Ottone di Ardenberg lo fissava con una curiosità tormentosa, spiava con avidità ogni suo lineamento, ogni gesto; guardò i piedi, le mani, i capelli, le unghie; l'osservava con una ansietà febbrile; quella creatura gli sembrava un documento vivente da leggersi, da analizzarsi; l'avrebbe tagliato a pezzi, se le fibre sue avessero potuto parlare e narrare la loro istoria.
E intanto il bimbo sorrideva e batteva le manine e i piedini, e aveva negli occhi mille curiosità, mille gioie infantili, mute e nascoste. Il conte si era chinato per vederlo meglio, e allora un dito del piccino si posò sulla sua mano.
Il conte la ritrasse con orrore; quel contatto gli sembrò un insulto, una vergogna, un fatto la cui enormità non avrebbe potuto mai far scontare bastantemente a chi ne era cagione; e rialzatosi si volse verso Ermanno.
Il povero scemo col gattino sulle braccia si era avvicinato in quel mentre anch'esso, dal lato opposto, alla culla. Allorchè il padre si allontanava, Ermanno mise arditamente il gattino sulla culla; il suo piccolo fratellino fissò con maraviglia quell'inattesa apparizione, poi gettò un piccolo grido di gioia e posò la manina fra il pelo bianco del gatto. Il conte, che cercava in questo frattempo Ermanno, rivoltosi di nuovo dalla parte della culla li vide entrambi. In quel momento i due fanciulletti si guardavano, e il vispo sorriso di Gualberto rispondeva a quello stupido dello scemo.

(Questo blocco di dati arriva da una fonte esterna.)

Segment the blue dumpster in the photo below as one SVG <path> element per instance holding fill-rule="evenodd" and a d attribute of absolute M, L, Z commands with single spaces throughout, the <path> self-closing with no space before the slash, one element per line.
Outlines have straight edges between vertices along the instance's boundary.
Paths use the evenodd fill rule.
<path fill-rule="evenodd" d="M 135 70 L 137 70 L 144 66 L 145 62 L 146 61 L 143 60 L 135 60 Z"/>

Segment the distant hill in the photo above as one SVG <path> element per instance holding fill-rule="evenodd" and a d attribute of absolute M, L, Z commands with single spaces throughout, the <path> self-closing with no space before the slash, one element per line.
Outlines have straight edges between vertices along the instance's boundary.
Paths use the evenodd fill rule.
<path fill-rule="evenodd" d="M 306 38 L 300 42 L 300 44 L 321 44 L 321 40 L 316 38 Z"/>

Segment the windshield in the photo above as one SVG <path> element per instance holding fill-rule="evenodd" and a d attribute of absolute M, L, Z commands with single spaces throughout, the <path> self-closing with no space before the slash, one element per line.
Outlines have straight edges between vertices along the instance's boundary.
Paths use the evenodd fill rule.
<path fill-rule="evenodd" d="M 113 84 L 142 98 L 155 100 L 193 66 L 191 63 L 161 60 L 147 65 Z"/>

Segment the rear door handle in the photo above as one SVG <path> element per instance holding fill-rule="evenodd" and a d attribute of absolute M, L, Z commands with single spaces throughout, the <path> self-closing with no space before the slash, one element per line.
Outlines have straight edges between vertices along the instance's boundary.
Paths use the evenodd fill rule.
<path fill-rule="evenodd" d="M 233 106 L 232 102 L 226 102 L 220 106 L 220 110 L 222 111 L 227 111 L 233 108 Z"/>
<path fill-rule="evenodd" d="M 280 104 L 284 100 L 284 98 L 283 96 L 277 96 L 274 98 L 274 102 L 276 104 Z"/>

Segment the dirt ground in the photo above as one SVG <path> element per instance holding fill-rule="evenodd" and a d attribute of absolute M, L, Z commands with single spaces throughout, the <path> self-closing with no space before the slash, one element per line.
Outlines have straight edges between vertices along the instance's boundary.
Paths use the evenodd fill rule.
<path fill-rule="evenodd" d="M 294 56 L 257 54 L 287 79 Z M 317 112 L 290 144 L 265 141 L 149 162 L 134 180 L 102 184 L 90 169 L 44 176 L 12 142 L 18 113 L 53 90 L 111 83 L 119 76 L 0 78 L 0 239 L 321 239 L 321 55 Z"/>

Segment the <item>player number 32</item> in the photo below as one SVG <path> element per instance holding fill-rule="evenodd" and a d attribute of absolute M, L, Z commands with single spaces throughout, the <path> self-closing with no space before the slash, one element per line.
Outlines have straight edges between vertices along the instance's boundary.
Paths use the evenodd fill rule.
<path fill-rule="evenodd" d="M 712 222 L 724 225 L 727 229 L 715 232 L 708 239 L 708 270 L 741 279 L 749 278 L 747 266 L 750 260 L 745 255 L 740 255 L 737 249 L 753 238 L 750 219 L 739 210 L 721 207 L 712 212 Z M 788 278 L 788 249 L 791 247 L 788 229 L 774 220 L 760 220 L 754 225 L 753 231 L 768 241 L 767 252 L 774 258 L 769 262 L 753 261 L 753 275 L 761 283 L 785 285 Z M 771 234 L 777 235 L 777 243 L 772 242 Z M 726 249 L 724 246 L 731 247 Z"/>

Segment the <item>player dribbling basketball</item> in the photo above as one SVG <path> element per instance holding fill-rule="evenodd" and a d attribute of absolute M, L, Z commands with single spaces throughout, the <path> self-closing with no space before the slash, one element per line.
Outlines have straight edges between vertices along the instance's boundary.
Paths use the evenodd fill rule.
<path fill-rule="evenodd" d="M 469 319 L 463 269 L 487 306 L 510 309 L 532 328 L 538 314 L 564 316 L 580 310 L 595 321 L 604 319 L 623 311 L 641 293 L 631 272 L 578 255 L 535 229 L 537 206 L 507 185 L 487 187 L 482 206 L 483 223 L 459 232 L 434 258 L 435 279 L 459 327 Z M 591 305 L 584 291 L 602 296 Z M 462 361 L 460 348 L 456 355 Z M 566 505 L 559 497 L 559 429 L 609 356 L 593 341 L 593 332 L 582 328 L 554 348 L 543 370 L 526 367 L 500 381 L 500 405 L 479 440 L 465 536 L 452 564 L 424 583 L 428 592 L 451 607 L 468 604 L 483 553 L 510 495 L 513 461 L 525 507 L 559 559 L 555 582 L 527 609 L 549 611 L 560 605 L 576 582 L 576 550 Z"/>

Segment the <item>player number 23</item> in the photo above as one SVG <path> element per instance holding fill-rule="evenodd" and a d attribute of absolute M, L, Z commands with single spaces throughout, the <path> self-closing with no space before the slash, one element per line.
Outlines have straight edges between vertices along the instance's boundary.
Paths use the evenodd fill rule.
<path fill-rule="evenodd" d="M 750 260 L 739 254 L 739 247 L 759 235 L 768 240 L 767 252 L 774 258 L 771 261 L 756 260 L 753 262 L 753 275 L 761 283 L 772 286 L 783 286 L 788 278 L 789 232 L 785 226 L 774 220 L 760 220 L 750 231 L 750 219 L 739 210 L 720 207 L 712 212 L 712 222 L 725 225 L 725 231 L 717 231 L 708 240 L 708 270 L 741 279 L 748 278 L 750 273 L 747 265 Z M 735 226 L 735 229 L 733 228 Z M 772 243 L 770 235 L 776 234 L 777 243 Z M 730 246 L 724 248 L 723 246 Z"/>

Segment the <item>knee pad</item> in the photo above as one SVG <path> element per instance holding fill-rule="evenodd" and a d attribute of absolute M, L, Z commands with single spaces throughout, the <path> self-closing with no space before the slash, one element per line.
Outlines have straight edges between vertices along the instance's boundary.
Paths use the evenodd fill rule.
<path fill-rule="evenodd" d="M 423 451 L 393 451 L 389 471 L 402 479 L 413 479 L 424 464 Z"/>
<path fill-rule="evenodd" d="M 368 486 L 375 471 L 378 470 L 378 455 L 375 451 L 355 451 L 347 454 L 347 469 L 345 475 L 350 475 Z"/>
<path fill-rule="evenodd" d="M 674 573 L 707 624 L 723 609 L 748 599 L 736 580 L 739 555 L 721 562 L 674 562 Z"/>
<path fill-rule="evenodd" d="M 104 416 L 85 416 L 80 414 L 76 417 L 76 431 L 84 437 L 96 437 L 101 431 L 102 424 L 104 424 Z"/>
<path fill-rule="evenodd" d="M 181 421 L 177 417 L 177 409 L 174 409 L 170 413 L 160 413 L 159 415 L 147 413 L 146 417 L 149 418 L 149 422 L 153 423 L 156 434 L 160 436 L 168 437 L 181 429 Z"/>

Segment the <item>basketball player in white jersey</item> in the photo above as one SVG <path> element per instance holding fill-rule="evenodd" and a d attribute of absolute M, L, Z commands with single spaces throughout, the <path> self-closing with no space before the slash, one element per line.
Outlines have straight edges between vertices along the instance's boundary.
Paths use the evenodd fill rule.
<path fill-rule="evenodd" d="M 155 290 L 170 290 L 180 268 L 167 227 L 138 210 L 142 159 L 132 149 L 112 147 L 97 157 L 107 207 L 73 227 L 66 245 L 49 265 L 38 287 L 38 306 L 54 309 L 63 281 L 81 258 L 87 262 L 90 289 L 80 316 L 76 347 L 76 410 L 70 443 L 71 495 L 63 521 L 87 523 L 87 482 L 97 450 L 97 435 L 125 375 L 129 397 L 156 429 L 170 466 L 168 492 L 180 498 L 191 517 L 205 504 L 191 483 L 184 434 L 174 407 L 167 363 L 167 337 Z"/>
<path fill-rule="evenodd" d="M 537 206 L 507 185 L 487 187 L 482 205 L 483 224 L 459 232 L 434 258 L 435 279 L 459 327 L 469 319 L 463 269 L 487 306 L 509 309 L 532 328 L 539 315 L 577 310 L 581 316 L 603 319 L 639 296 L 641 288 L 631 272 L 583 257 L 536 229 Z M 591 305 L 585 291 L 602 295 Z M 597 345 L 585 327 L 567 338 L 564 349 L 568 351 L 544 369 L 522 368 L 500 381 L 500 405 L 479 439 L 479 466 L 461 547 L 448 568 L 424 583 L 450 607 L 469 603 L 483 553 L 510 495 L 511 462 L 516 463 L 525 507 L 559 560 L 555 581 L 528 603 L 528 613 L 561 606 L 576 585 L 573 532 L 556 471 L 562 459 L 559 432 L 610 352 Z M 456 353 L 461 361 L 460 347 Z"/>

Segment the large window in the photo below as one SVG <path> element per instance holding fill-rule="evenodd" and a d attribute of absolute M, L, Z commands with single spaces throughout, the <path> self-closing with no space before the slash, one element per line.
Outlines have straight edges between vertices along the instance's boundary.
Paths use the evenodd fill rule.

Il conte provò una stretta al cuore.
– Lo spegnerò quel raggio d'intelligenza e di gioia! – disse fra sè, e uscì dalla camera.
Nel salotto incontrò di nuovo la balia e la guardò con diffidenza.
– Chi sei? – le disse alteramente.
– Sono la figlia della Rosalìa, – rispose intimidita la giovane donna.
– Sta bene, – disse il conte, celando il suo malcontento sotto un freddo sorriso. – Abbi cura del bambino, – e senza attendere una risposta se ne andò.
Senza darsene ragione, pure lo noiava che la figlia della Rosalìa fosse entrata in casa sua. Sapeva fin dall'infanzia chi era la Rosalìa, e conosceva le fiabe che correvano nella valle sul conto di lei, ma di ciò non gli sarebbe importato; in quel giorno infausto però, nel quale egli aveva scoperto nel bosco quella triste verità che doveva amareggiare tutta la sua vita, gli era parso di vedere da lontano la vecchia Rosalìa che, secondo la sua abitudine, vagava fra gli abeti raccogliendo le legna.
A che serviva l'aver frenato la sua ira, l'aver scemato col tempo e le incertezze dell'avvenire la sua vendetta, se quella donna aveva visto e sentito, e poteva ridire ogni cosa?
Assunse nascostamente delle informazioni. Egli stesso, il conte di Ardenberg, tenne d'occhio lungamente la povera contadina, ma non gli fu dato di scoprire cosa alcuna per la quale s'affermassero i suoi sospetti, e questi erano già sopiti interamente, allorchè la vista della figlia di Rosalìa li risvegliò; fu però soltanto una fugace impressione del momento e il conte riflettendo che la sua diffidenza era puerile e infondata, la vinse.